Como foi possível notar nos exemplos anteriores, com exceção de Zodíaco, todos terminar com o protagonista chegando a seu extremo e Mother segue a mesma linha. Após se perder na história que conta para o catador de sucata, informando que iriam soltar o jovem preso por terem descoberto algum real culpado, o senhor decide que ligará para a polícia impedir que tomem uma decisão errada. A mãe então mata o senhor e ateia fogo em sua casa.



Como se isso já não fosse um final insano o suficiente, eis que a polícia chega com as “boas notícias”. Encontraram o “verdadeiro” culpado, um rapaz, também deficiente mental, que possuía sangue da vítima em suas roupas. O mesmo informou que apenas havia contratado os serviços da garota e a mesma acabou derramando sangue do nariz. Uma história difícil de acreditar, mas que a mãe sabia muito bem que era verdade. Ao final, seu filho é solto, um inocente é preso e, após tudo isso, a mesma se vê obrigada a apagar sua própria memória.

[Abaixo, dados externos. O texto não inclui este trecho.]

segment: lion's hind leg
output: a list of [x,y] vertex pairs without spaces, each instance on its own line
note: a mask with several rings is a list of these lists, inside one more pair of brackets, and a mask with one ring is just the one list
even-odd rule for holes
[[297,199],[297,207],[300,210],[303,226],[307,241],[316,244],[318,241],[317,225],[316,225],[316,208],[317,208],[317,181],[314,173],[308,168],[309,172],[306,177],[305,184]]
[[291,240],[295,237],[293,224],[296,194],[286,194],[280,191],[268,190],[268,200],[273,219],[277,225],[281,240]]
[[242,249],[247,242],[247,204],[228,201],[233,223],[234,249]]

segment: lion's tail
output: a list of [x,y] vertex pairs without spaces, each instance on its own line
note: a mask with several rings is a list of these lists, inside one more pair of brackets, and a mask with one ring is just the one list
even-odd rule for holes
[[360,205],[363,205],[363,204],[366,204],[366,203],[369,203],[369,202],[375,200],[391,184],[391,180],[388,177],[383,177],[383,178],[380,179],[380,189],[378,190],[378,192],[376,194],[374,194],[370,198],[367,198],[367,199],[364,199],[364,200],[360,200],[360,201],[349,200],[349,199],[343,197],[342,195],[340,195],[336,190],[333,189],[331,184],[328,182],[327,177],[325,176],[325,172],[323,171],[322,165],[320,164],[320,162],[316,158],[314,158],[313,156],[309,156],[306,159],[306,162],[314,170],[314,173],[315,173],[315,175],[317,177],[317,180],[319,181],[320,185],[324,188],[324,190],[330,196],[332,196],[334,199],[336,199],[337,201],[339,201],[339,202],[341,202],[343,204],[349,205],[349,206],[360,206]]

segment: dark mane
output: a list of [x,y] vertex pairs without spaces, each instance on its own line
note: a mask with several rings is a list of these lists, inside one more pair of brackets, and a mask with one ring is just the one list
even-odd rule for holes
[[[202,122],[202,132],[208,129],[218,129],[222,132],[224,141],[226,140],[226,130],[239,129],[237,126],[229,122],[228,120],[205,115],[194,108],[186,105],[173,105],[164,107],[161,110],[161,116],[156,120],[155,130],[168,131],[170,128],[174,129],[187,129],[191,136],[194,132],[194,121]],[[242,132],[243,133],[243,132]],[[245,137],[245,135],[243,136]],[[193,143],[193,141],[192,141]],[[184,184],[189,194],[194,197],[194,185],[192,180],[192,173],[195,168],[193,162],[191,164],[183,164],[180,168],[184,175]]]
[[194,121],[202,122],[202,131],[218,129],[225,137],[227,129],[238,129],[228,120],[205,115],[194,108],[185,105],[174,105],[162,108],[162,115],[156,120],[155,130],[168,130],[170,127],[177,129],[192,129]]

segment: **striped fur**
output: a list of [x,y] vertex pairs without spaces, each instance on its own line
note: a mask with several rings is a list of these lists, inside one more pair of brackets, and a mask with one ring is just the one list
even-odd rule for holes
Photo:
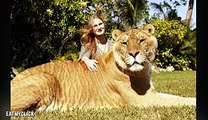
[[117,33],[113,32],[113,50],[97,58],[97,72],[89,71],[83,62],[53,61],[18,74],[11,81],[11,110],[196,104],[195,98],[155,91],[149,70],[149,51],[156,49],[149,44],[152,35],[145,30]]

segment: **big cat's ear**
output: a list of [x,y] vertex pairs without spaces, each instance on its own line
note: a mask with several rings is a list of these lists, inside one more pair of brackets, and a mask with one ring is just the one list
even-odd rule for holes
[[146,31],[147,33],[150,33],[151,35],[154,34],[155,32],[155,27],[151,24],[146,24],[144,27],[143,27],[143,30]]
[[123,32],[122,32],[121,30],[119,30],[119,29],[113,30],[113,32],[112,32],[113,40],[115,41],[116,38],[117,38],[119,35],[121,35],[122,33],[123,33]]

Por fim, temos um dos roteiros mais irônicos possíveis, o qual lida justamente sobre criar uma narrativa. Se a mãe tivesse simplesmente aceito a confissão do filho, e aguardado, a mesma teria sido agraciada com a liberdade do filho e a descoberta de que o assassino foi outra pessoa. Nada disso seria verdade, mas seria a verdade oficial, aquela para a polícia, aquela para o filho, aquela para o preso que possuía dúvidas de sua culpa e, principalmente, a verdade para ela. 

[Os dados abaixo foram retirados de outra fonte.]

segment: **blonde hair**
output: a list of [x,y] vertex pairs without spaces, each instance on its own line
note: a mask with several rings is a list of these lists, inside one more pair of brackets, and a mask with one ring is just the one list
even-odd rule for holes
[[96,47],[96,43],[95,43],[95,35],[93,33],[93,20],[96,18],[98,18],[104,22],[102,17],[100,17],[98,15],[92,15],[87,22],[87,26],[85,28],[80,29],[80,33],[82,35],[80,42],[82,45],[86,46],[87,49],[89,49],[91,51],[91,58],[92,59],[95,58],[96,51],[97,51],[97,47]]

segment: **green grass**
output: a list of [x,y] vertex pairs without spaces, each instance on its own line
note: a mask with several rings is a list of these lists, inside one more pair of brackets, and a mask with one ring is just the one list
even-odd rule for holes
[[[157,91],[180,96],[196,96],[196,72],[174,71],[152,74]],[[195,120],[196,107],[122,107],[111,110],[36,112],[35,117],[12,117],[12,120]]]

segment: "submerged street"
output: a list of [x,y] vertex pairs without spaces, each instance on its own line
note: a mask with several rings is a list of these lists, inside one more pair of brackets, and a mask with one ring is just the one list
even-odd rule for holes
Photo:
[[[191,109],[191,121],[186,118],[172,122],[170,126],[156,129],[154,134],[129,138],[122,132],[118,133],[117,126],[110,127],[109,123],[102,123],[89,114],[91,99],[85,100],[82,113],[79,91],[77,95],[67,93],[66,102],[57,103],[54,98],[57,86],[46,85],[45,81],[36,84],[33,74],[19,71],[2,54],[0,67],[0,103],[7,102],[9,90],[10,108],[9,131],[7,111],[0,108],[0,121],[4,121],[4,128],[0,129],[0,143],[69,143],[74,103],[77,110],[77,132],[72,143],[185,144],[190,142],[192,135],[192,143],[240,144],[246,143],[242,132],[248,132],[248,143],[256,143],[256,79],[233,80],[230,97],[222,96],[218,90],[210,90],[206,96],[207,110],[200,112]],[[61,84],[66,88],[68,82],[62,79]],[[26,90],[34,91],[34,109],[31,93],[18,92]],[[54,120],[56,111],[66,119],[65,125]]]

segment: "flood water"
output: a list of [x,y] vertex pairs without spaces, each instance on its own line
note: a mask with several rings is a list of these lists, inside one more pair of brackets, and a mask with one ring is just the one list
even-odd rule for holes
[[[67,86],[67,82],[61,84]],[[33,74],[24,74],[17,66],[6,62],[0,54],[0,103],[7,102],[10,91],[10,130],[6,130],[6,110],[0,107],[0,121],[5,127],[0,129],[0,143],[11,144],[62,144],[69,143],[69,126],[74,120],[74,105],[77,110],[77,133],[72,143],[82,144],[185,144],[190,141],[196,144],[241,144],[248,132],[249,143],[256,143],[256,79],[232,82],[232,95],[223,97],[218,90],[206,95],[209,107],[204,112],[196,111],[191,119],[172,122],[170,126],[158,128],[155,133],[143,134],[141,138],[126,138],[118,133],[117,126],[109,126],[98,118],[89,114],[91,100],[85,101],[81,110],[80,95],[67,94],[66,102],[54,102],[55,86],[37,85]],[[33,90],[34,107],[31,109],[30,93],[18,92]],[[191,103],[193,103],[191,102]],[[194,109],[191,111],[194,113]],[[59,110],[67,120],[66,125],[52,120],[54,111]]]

O filme mother! que citei no início, é uma grande metáfora a Bíblia Cristã mas, é em Mother de Bong Joon-ho, que vemos de uma forma tão caótica quanto, o resultado de comer do fruto proibido e dos perigos que o conhecimento pode trazer para a mente. Até que ponto ter “onisciência” dos fatos é vantajoso? É realmente melhor saber a verdadeira verdade, ou aceitar a verdade que é nos dada?

Infinitas narrativas


Por fim, esse foi um artigo para discutir, não só sobre narrativas de qualidade, mas sobre o talento de narrar sobre narrativas o que é algo ainda mais complexo. Como o final de Metal Gear Solid 2 previa para a sociedade do século XXI, hoje estamos em um mundo repleto de informação, a qual a maioria está relativamente de fácil acesso (em comparação a tempos em que a maioria não sabia ler e documentos ficavam apenas com a elite) e, como é possível ver, estamos em momentos aonde existem inúmeras narrativas sobre todos os assuntos. Cada vez mais temos verdades próprias e não mais verdades compartilhadas, fazendo com que a brincadeira que Neil Gaiman fez com a morte de Prez ser muito mais profunda do que parece.

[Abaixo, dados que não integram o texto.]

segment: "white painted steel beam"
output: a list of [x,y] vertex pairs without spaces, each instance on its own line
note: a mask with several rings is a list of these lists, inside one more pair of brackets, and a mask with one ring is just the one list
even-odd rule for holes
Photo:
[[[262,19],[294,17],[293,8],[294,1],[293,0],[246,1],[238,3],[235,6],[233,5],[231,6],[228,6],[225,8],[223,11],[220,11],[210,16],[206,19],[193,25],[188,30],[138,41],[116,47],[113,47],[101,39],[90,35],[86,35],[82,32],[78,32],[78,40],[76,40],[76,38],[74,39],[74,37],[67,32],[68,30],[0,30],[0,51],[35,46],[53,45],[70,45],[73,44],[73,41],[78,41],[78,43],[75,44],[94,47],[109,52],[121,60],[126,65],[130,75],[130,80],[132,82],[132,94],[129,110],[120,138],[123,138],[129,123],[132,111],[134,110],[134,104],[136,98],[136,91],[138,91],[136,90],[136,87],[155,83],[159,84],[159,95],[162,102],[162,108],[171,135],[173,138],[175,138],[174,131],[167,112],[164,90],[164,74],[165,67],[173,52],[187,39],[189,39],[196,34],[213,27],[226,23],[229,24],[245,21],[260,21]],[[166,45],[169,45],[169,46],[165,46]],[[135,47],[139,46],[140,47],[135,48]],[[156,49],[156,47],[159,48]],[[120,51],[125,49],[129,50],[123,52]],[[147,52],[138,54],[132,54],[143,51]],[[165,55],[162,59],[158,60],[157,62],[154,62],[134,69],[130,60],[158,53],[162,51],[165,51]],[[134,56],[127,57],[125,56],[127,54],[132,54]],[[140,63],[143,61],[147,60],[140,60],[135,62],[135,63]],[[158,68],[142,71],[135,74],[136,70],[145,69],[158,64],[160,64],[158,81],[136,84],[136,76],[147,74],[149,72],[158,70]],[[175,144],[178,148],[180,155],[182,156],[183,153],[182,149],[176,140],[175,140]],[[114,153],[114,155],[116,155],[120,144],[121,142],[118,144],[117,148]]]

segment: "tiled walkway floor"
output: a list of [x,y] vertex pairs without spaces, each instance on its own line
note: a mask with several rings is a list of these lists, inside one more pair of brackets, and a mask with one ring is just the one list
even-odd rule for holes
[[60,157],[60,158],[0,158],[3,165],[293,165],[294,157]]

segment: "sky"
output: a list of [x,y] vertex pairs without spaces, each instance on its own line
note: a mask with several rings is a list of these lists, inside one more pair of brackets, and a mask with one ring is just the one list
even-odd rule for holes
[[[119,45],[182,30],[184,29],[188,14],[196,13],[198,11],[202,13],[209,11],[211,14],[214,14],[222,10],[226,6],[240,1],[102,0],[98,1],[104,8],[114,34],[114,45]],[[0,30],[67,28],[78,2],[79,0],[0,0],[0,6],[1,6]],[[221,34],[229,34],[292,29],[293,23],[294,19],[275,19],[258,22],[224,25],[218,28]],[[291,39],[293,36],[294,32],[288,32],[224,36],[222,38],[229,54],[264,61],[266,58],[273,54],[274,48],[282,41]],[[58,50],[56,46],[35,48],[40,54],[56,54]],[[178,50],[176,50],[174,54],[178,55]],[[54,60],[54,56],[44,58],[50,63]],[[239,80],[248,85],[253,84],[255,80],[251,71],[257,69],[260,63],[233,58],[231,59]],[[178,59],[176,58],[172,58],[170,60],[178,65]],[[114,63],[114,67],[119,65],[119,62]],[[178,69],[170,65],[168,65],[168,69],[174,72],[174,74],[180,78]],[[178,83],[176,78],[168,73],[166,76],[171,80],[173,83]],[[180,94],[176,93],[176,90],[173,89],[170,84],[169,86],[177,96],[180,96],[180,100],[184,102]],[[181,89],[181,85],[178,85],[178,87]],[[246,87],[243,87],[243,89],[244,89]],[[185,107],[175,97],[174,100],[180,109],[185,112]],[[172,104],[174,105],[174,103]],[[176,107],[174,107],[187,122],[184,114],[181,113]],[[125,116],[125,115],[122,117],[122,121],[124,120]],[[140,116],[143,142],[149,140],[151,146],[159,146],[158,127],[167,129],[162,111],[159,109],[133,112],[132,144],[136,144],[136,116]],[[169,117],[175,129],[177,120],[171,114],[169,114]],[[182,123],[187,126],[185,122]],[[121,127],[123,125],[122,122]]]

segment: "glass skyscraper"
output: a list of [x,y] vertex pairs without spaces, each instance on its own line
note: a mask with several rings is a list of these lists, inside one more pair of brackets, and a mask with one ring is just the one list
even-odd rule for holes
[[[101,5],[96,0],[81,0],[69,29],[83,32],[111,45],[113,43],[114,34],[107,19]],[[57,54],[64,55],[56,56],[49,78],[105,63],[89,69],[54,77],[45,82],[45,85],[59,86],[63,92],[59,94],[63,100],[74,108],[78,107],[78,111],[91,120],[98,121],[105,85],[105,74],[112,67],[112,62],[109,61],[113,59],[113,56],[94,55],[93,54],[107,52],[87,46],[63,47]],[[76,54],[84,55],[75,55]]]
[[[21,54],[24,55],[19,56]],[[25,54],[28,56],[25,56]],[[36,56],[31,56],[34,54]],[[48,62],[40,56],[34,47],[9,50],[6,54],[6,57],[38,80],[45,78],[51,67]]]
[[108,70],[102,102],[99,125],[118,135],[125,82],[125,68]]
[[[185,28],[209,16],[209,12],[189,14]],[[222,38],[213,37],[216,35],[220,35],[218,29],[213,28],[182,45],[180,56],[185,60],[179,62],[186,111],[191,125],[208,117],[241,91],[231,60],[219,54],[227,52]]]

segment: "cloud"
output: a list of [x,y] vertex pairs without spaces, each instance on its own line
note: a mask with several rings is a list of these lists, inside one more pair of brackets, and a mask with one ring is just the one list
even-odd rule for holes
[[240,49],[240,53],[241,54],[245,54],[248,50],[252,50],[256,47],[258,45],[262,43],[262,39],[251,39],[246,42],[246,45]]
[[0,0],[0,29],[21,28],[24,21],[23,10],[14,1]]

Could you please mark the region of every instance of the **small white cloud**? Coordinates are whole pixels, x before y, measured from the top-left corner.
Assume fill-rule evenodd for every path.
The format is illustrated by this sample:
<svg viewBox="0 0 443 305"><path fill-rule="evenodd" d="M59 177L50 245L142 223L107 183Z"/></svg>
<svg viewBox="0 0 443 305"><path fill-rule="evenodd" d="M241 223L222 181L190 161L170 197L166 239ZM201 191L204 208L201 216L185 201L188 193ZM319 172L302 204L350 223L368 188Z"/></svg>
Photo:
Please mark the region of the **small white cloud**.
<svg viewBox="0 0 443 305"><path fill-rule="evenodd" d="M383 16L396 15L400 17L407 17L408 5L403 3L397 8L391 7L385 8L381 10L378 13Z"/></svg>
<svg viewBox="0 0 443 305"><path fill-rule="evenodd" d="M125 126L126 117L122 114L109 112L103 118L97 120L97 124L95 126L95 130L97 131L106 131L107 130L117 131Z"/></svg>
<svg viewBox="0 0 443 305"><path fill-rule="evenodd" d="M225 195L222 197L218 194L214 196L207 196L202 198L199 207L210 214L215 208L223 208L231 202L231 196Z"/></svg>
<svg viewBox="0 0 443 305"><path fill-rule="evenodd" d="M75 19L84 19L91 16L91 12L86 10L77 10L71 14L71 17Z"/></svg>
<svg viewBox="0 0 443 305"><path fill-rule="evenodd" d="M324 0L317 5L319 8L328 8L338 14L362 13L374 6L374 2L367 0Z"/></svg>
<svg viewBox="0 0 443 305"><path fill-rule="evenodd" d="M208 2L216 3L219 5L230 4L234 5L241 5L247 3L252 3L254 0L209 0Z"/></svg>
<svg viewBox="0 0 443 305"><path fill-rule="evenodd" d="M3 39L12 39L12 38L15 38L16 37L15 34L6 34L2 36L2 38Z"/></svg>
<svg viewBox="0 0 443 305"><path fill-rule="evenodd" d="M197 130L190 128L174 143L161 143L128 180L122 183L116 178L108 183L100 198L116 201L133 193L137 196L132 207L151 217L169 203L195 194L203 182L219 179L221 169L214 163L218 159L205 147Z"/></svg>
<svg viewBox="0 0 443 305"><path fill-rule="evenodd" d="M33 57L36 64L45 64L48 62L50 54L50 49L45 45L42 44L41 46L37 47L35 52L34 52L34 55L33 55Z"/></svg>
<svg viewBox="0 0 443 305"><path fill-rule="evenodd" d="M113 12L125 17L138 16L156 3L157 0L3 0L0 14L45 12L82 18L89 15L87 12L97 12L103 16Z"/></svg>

Mais do que isso, esse artigo tem como motivo acender uma chama em quem está lendo a buscar mais obras asiáticas. Como disse, Bong Joon-ho tem um trabalho invejável e as conquistas que conseguiu por Parasita valem por todo seu histórico. E claro, o mundo oriental não se limita a ele, Park Chan-wook, Ang Lee, Wong Kar-Wai, Takeshi Kitano, Nagisa Ōshima, entre outros grandes nomes do cinema oriental estão aí para terem seus trabalhos apreciados.

É, por hoje acho que é isso. Como disse, longos 2 anos se passaram e muita coisa mudou, assim como não era tão fácil achar tempo para escrever, duvido que isso mude mas, talvez, por conta da quarentena, possa haver um período mais livre para isso (procrastinando outras tarefas, rs).